Custom logging in python

9/1/19

  When working with data, there are a lot of things I need to keep track of in my head.

  In order to keep track of these questions when working in a jupyter notebook I end up having tons of cells that look like this:

df.head()

or

df.shape

  By using decorators and the .pipe method I can develop an analysis path that will give me customized output and automate this tedious cycle of .head() and .shape. Let’s take a look.

import pandas as pd
import numpy as np
import functools

np.random.seed(5)
df = pd.DataFrame({
    'group':np.random.choice(['a', 'b', 'c'], 10),
    'x':np.random.randint(0, 10, 10),
    'y':np.random.normal(0, 10, 10)
}); df.head()

group x y
0 c 0 9.118736
1 b 7 -14.438416
2 c 1 18.244402
3 c 5 14.576251
4 a 7 -9.102582

Now I’ll define some processing functions.

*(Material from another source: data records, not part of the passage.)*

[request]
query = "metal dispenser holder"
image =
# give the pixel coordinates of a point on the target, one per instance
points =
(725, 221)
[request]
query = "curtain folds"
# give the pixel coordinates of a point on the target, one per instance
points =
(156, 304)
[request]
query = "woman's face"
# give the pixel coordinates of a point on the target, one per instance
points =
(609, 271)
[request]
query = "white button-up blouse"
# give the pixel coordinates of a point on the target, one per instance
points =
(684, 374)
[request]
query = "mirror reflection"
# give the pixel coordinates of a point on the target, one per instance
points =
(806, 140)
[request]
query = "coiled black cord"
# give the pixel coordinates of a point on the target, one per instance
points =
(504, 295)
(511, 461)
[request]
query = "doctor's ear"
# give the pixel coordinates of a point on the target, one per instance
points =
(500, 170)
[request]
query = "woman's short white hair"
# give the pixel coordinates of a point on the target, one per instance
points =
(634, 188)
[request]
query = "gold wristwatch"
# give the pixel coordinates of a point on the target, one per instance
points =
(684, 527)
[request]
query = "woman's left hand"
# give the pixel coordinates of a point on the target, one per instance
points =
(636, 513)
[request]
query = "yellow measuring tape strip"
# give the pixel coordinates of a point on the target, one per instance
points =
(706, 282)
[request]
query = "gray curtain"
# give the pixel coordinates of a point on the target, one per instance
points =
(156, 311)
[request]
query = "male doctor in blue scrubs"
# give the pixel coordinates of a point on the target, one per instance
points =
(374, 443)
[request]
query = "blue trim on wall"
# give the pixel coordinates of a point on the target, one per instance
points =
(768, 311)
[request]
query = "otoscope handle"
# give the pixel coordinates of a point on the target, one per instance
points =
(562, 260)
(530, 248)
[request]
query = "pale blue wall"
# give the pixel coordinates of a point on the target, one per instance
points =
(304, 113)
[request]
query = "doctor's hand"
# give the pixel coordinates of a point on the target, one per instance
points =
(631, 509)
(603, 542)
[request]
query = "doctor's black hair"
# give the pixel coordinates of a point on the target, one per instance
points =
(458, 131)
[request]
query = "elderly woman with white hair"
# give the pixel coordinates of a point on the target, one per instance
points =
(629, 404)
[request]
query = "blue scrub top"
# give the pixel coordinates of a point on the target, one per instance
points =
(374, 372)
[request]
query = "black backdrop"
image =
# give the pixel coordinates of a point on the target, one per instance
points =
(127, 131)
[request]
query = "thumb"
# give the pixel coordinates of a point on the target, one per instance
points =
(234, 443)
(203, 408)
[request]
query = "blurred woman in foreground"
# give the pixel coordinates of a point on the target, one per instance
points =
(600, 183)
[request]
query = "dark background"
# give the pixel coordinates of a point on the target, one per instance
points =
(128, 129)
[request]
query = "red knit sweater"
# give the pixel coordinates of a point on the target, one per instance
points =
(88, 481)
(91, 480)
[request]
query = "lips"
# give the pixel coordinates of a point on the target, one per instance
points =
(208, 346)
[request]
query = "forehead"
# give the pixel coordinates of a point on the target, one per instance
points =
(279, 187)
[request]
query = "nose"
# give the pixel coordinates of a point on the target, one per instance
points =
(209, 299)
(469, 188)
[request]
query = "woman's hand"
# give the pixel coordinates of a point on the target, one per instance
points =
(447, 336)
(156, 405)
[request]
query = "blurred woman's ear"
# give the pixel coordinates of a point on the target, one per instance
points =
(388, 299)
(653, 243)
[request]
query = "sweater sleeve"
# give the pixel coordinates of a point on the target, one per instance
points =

  These functions all take the dataframe as an argument and pass the dataframe back. A few notes:

def pDoc(func):
    """Print the docstring of a function."""
    @functools.wraps(func)
    def wrapper(*args, **kwargs):
        rv = func(*args, **kwargs)
        print("{}(): \n\t{} -> {}".format(func.__name__, func.__doc__, rv.shape))
        return rv
    return wrapper

@pDoc
def startPipe(df):
    """Begin pipeline"""
    return df

@pDoc
def filterGroups(df):
    """Remove group b from the analysis."""
    return df.query('group != "b"')

@pDoc
def capVal(df):
    """Cap the value of y at 10."""
    dat = df.copy()
    dat['y'] = dat['y'].apply(lambda x: 10 if x > 10 else x)
    return dat

@pDoc
def getMean(df):
    """Add column as mean value of x by group."""
    dat = df.copy()
    dat['g_mean'] = dat.groupby('group')['x'].transform(np.mean)
    return dat

  Now I’ll tie all these functions together using .pipe.

(df
    .pipe(startPipe)
    .pipe(filterGroups)
    .pipe(getMean)
    .pipe(capVal)).head()
startPipe(): 
	Begin pipeline -> (10, 3)
filterGroups(): 
	Remove group b from the analysis. -> (8, 3)
getMean(): 
	Add column as mean value of x by group. -> (8, 4)
capVal(): 
	Cap the value of y at 10. -> (8, 4)

group x y g_mean
0 c 0 9.118736 3.0
2 c 1 10.000000 3.0
3 c 5 10.000000 3.0
4 a 7 -9.102582 3.5
6 a 1 -8.175481 3.5

  As you can see, I get a really nice log output that shows the function name, docstring, and the shape of its output. I like this solution because it automates the really tedious process of having to ask myself “how many records did I just throw out”. By using decorators, the function will always show me the shape of the output.

  Also, this solution can be really easily extended / modified. Don’t like what my pDoc decorator is doing? It’s really easy to change and customize. You’re really only limited by your imagination (and python).